Forbes | 10 December 2019
EU governments under pressure to quit Energy Charter Treaty
by Dave Keating
Signatories to the Energy Charter Treaty, a controversial pact signed in 1991 to spur energy investment in post-Communist countries, are facing heavy pressure as they meet in Brussels over the next two days. Climate campaigners are demanding that European Union countries pull out of the treaty unless they can negotiate an end to the pact’s investor-state dispute mechanism.
The treaty was originally intended to spur Western investment in post-Soviet energy systems, which were badly in need of updating. Given their histories of nationalization and sudden top-down policy changes, Western investors were reticent about making investments in a sector of such critical interest to governments. So the treaty put in place guarantees for energy investors that their projects would not be suddenly nationalized.
But in recent years the treaty has come to be used in an entirely different way – Western energy companies suing Western countries for policy changes made to deal with climate change. For instance, energy companies are threatening the Netherlands with ECT lawsuits if the senate votes today to phase out coal by 2030. The company behind the controversial Nord Stream 2 gas pipeline is also suing under the treaty.
“That Big Coal might use the Energy Charter Treaty to claim massive payouts for the phase-out of coal in Holland, shows just how terrible this treaty is for the climate,” says Pia Eberhardt, trade campaigner at Corporate Europe Observatory. “It’s a moral outrage to pay polluters billions just because we stop them from destroying the planet. Now is the time to fix or nix the Energy Charter Treaty.”
Though outrage in environmental circles over the use of this obscure treaty has been growing over the past few years, the public remains largely unaware of its existence. Campaigners are looking to change that and are planning a public awareness campaign this week. They will highlight the fact that as the European Commission adopts its landmark European Green Deal package on Wednesday, the treaty signatories will be meeting just down the street.
“The Energy Charter Treaty is totally outdated, it’s a boon to dirty fossil fuel companies,” says Paul de Clerck, a campaigner with Friends of the Earth Europe. “As soon as people hear about this obscure pact undermining the public interest and the fight against climate change, they will be outraged. Either the EU and member states fundamentally revise it, or they should pull out.”
But energy companies say the treaty is just one legal avenue for them to pursue damages against governments who promise one thing, and then do another. Without such protections, vital energy investments won’t be made, they say.
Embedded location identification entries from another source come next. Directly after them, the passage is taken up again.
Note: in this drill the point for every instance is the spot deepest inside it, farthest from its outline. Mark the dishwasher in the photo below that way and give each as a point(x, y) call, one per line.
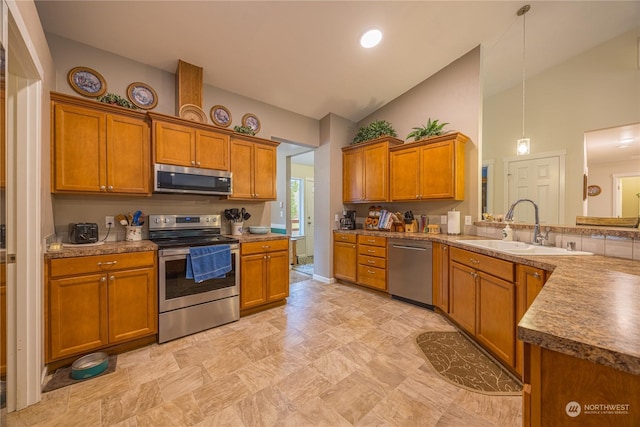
point(410, 271)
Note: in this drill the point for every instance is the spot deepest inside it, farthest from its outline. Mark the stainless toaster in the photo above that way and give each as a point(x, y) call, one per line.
point(83, 232)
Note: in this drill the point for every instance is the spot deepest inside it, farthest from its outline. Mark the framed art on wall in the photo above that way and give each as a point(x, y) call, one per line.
point(87, 82)
point(220, 116)
point(142, 95)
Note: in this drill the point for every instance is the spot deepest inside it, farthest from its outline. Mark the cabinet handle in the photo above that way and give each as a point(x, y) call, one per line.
point(100, 264)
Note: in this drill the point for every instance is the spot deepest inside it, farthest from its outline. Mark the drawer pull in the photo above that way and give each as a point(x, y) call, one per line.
point(100, 264)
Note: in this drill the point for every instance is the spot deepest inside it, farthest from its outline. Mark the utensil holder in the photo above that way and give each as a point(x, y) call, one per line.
point(237, 228)
point(133, 233)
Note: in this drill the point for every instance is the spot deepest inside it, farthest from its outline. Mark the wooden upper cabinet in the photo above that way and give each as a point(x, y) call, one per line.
point(365, 171)
point(254, 167)
point(181, 143)
point(97, 148)
point(429, 169)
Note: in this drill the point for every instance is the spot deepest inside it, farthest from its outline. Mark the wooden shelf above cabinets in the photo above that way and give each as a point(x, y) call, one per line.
point(432, 169)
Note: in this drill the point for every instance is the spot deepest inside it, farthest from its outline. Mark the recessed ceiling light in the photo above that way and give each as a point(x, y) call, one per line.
point(371, 38)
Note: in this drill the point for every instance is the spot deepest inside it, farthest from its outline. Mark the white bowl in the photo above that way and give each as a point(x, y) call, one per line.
point(259, 229)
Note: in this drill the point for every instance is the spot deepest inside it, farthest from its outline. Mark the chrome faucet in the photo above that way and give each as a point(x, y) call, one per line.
point(536, 227)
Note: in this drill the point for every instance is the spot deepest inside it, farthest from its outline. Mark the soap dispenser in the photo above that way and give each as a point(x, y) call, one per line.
point(507, 233)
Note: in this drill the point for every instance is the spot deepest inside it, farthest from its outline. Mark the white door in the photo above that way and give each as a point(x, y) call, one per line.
point(537, 179)
point(308, 213)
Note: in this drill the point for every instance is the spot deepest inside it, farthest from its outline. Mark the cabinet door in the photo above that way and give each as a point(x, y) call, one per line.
point(242, 167)
point(462, 296)
point(376, 173)
point(496, 319)
point(79, 149)
point(278, 276)
point(78, 320)
point(345, 261)
point(253, 289)
point(352, 176)
point(133, 304)
point(128, 156)
point(437, 179)
point(441, 276)
point(405, 174)
point(174, 144)
point(212, 150)
point(264, 178)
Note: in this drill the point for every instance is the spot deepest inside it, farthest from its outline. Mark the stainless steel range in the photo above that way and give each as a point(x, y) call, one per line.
point(184, 306)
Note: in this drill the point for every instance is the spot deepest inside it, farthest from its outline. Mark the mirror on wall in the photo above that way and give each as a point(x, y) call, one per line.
point(593, 89)
point(613, 171)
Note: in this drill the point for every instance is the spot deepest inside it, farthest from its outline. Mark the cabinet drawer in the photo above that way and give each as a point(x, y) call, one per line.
point(372, 261)
point(264, 246)
point(496, 267)
point(346, 238)
point(378, 251)
point(372, 240)
point(100, 263)
point(373, 277)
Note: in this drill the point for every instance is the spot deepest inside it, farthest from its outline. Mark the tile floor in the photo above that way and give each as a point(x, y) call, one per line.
point(335, 355)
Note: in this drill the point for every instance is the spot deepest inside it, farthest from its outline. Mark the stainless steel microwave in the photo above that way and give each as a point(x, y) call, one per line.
point(180, 179)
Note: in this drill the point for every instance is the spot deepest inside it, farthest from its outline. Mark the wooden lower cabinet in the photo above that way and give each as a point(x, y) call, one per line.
point(561, 390)
point(441, 276)
point(264, 273)
point(96, 301)
point(345, 257)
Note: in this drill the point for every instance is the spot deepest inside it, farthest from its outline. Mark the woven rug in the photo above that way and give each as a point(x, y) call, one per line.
point(464, 364)
point(62, 377)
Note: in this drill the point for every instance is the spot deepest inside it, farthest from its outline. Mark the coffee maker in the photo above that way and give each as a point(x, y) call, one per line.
point(348, 220)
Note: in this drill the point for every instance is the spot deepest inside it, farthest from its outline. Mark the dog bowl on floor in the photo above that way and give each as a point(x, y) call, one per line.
point(89, 366)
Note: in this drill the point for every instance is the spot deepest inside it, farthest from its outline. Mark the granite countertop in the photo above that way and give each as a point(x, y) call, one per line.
point(589, 307)
point(121, 247)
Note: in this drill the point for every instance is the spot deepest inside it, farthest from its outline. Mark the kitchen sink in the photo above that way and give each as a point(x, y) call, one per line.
point(521, 248)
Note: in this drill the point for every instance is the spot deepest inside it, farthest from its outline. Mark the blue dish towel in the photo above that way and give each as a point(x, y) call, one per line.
point(208, 262)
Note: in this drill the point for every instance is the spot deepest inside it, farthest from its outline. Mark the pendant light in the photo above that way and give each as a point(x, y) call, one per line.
point(523, 144)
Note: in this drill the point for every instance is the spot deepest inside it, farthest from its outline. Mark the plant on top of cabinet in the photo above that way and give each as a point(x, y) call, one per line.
point(113, 99)
point(432, 128)
point(244, 129)
point(374, 130)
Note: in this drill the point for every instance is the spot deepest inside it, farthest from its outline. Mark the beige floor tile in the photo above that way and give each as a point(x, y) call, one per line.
point(334, 355)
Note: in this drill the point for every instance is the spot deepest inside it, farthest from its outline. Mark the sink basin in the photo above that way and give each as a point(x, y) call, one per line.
point(521, 248)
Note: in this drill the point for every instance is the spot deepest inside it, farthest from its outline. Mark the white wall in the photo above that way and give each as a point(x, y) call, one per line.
point(596, 89)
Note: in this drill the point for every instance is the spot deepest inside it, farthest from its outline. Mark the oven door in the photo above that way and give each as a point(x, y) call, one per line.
point(176, 291)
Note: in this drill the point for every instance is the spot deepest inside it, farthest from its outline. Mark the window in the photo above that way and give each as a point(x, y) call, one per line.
point(297, 207)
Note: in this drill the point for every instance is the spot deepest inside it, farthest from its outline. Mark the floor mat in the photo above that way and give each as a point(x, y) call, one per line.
point(464, 364)
point(62, 377)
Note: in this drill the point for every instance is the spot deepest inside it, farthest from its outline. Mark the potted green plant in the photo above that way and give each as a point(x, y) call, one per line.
point(432, 128)
point(113, 99)
point(376, 129)
point(244, 129)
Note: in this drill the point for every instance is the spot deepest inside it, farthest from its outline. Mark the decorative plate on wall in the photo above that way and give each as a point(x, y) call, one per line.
point(220, 116)
point(594, 190)
point(251, 121)
point(87, 82)
point(193, 112)
point(142, 95)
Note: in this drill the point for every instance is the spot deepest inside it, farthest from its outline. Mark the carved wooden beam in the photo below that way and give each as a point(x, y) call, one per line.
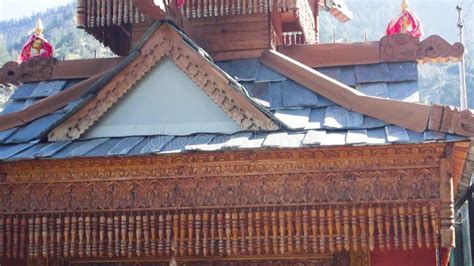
point(395, 48)
point(166, 42)
point(191, 234)
point(42, 69)
point(404, 47)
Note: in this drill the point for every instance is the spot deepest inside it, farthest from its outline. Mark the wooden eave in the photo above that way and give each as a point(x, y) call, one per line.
point(163, 41)
point(43, 69)
point(395, 48)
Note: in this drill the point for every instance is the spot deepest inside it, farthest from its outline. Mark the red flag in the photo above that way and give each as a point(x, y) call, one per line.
point(406, 22)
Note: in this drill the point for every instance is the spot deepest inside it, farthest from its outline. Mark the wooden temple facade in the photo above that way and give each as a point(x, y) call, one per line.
point(313, 172)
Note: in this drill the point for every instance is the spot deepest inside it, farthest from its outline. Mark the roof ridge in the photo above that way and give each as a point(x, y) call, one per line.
point(414, 116)
point(154, 45)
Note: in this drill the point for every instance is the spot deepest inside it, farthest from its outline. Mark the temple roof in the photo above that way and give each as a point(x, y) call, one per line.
point(303, 115)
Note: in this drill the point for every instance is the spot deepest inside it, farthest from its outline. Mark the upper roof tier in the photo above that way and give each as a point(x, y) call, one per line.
point(227, 28)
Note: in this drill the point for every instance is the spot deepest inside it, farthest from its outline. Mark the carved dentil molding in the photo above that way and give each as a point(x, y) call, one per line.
point(165, 43)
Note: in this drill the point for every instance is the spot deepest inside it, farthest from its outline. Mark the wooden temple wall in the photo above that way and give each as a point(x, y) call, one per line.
point(232, 205)
point(211, 233)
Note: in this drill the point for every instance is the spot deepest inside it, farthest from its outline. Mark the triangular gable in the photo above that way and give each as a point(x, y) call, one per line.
point(165, 102)
point(160, 42)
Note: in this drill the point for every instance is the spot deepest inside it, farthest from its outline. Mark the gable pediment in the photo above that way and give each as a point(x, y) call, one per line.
point(165, 102)
point(163, 41)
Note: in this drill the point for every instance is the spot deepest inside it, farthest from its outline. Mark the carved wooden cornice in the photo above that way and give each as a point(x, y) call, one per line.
point(394, 48)
point(223, 163)
point(404, 47)
point(35, 69)
point(166, 42)
point(244, 204)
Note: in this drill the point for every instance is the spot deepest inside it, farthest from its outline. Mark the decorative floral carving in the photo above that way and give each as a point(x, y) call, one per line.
point(263, 190)
point(221, 164)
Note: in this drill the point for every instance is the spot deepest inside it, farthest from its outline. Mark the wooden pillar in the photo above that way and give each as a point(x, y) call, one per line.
point(81, 14)
point(446, 211)
point(316, 21)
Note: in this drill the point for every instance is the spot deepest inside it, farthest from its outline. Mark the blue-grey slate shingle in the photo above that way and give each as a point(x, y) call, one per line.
point(295, 95)
point(48, 88)
point(265, 74)
point(24, 91)
point(294, 118)
point(125, 145)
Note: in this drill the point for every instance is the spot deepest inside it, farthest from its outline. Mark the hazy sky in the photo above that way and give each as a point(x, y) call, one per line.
point(20, 8)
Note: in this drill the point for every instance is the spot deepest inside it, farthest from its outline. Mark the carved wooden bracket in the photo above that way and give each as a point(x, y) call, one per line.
point(452, 120)
point(404, 47)
point(35, 69)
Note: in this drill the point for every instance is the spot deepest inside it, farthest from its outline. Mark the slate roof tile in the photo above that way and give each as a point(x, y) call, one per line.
point(177, 144)
point(30, 152)
point(265, 74)
point(334, 138)
point(377, 136)
point(356, 136)
point(348, 76)
point(316, 118)
point(338, 117)
point(255, 141)
point(154, 144)
point(332, 72)
point(8, 151)
point(104, 148)
point(23, 92)
point(314, 137)
point(294, 118)
point(404, 91)
point(433, 135)
point(125, 145)
point(35, 129)
point(237, 140)
point(379, 89)
point(396, 134)
point(244, 70)
point(199, 142)
point(48, 88)
point(404, 71)
point(79, 148)
point(52, 148)
point(5, 134)
point(284, 140)
point(372, 73)
point(370, 123)
point(13, 106)
point(295, 95)
point(415, 137)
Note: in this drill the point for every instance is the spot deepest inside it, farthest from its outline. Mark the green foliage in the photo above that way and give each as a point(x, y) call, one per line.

260 civil society organizations and trade unions from Europe and worldwide have written to the signatories demanding an end to the investor-state dispute mechanism within it that allows energy companies to sue for government policy changes. They say the treaty is incompatible with the Paris Agreement because it will prevent countries from acting to lower their emissions by shutting down polluting power plants.
Campaigners fear a flood of new ECT lawsuits in the future, as countries increasingly develop plans for climate neutrality. European Union countries may agree to a target of getting to climate neutrality by 2050 at a EU summit in Brussels on Thursday.
Changing the treaty would be difficult, as it would require the unanimous backing of all signatories – many of whom are coal, oil and gas exporters. But if countries were to pull out, a sunset clause could mean they are still subject to the treaty for many years.
The Energy Charter Conference taking place over the next two days will be followed by negotiations on Thursday, at which countries could propose to change the treaty’s provisions. The conference was originally set to be held in Albania, but had to be moved to Brussels at the last minute because of that country’s earthquake.